The monsters had surrounded his walls but hadn’t yet launched all-out attack on the walls. They were waiting for something, perhaps for the Bladehold to starve itself out. The army that encircled the walls wasn’t enormous, nor were they well armed. Pilat knew he needed more information about this unfamiliar foe, which looked like nothing he’d seen before. Too occupied to do it himself, Pilat had set his best soldier on the task. Now, with the soldier’s report in front of him, things didn’t make any more sense than they had before.

“What do you mean, they’re not very smart?” he asked Livak, the lanky youth who had spent the last seven days crouched in watchtowers with a far-seeing lens watching their assailants.

“Well, the big ones don’t do anything on their own,” Livak explained. He was referring to the hulking, oozing monstrosities that formed the front line of the army. “They never leave their position, not to eat, not to rest.”

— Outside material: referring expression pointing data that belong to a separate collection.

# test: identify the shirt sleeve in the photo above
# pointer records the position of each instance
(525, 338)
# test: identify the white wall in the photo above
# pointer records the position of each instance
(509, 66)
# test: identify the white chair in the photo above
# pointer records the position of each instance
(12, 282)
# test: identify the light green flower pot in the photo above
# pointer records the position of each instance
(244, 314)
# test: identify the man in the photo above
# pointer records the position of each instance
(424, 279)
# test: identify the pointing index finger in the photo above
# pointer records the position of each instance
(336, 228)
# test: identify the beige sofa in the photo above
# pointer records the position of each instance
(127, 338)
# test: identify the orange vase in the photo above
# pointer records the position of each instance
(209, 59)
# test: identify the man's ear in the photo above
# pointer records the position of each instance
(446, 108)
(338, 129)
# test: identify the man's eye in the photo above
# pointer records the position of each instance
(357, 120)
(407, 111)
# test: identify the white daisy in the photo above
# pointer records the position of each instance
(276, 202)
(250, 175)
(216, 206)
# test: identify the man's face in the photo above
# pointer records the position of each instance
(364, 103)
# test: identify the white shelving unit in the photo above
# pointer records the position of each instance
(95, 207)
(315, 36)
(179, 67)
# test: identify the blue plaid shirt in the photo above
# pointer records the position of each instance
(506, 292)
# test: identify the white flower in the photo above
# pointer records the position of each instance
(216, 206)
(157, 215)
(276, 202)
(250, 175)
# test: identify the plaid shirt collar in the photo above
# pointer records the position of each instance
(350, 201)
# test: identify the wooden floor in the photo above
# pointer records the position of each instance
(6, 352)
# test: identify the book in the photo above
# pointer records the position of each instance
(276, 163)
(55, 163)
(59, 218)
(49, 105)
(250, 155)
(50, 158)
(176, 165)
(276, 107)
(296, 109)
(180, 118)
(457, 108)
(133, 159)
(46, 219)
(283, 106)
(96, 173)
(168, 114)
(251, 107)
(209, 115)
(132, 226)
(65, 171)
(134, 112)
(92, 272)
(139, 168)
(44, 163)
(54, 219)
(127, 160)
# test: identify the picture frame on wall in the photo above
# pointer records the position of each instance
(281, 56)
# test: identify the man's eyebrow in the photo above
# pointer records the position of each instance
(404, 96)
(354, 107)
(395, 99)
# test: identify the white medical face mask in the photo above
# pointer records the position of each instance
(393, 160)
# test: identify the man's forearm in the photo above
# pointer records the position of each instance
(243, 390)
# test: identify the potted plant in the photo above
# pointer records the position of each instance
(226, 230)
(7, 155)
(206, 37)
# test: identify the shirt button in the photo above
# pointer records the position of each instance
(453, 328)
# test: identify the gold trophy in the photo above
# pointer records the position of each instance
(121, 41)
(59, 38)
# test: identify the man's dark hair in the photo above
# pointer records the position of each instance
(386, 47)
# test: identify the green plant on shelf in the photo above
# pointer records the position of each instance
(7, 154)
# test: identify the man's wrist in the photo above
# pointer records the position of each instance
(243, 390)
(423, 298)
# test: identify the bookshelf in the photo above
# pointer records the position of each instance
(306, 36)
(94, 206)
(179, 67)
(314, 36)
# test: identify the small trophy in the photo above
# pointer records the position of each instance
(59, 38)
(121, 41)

“So, someone is telling them what to do?”

“That’s the thing,” Livak explained. “The leadership—I guess that’s what you’d call it—changed last night.”

“Changed?” Pilat asked

“There was this man, well a sort of a man,” Livak shuddered. “He had limbs but white plates instead of a face or skin. He seemed to be in charge, but this morning, his body was laying in pieces on the ground.”

” A revolt? Did they kill him?” Pilat demanded

“No, I think we did it.”

Pilat’s heart surged. “Ria.” She was still out there, then. After she’d signaled them to close the gate, saving the city, there’d been no sign of her. No indication that she was still alive.

“Captain!” Another soldier came running into the guardhouse. “You’ve got to see this.”

Pilat followed him to the city square, where a group of soldiers were huddled around one of the healers from the barracks. She was cradling a bird, one of the trained glint hawks they used to carry messages along the circuit.

The hawk was injured, a gash in its soft underbelly. It would die soon, having completed its mission. Lashed to its leg was a note, and written on it was the hope for the Auriok people.

Ria and her makeshift army of Auriok and Leonin warriors struck in the moments before dawn, when all the suns lay near the horizon line and the light was gray. Over the course of the last seven days, Ria had ridden the entire circuit through the Razor Fields, calling all she could to arms. Many of the settlements had already lost, but groups of refugees joined her along the way.

By the time Ria’s army reached Bladehold, they were several hundreds strong. This was the first time leonin and Auriok fought together in as long as anyone could remember, but that was the last thing on any Mirran’s mind.

Their purpose was single-minded. Save Bladehold.

When Pilat saw Ria crest the ridge, he hurriedly called the few mages and archers he had to the wall. Ria’s cavalry waded in first, followed by waves of foot soldiers. The invaders faced blades on one side, and arrows and spellcraft on the other. The monsters fought with mindless ferocity, but they were without leaders to direct them and flanked on all sides.

The battle ended before the white sun crowned in the sky.

A silence fell over the Razor fields. Then slowly, the citizens of Bladehold emerged on top of their wall while some cautiously made their way through the now-open gate. A great cheer rose up as Pilat embraced Ria, the woman who had saved their city.

Only Ria did not smile. She clutched Pilat’s hand desperately and whispered, “This victory is a aberration. I have seen what’s coming.”

“Give them their day,” he whispered back, smiling to the crowds. “They’ll be faced with the truth soon enough.

A day may be all they have, Ria thought to herself. Her heart cried out for the living, who might wish themselves dead in the days to come.